Der Bäcker von Siegelsbach, Alfred B., mit seiner Anwältin: Sein Freispruch rief Entsetzen unter den Dorfbewohnern hervor. Der Fall war so klar erschienen. (Foto: Foto: dpa)

Fast auf den Tag genau ein Jahr lang hat das Gericht über eine, wie es der Vorsitzende Richter Wolfgang Bender formuliert, "unglaublich grausame und brutale Tat" verhandelt, ein Verbrechen, das am 7. Oktober 2004 die knapp 1700 Einwohner zählende Gemeinde Siegelsbach im Landkreis Heilbronn in einen regelrechten Schockzustand versetzt hat.

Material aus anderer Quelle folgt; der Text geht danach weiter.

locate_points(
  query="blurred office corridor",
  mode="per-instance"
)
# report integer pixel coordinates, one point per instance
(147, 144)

Bei einem Überfall auf die örtliche Sparkassenfiliale hatte der Täter eine 65-jährige Hausfrau mit zwei Schüssen ins Gesicht getötet. Dem Ehemann der Getöteten schoss der Räuber ins Genick, einem 29-jährigen Bankangestellten zertrümmerte er mit dem Kolben seiner Pistole den Schädel. Beide überlebten wie durch ein Wunder, und beide waren sich sicher, wer die Tat begangen hatte: Der Bäckermeister Alfred B., der Inhaber der einzigen Bäckerei in Siegelsbach.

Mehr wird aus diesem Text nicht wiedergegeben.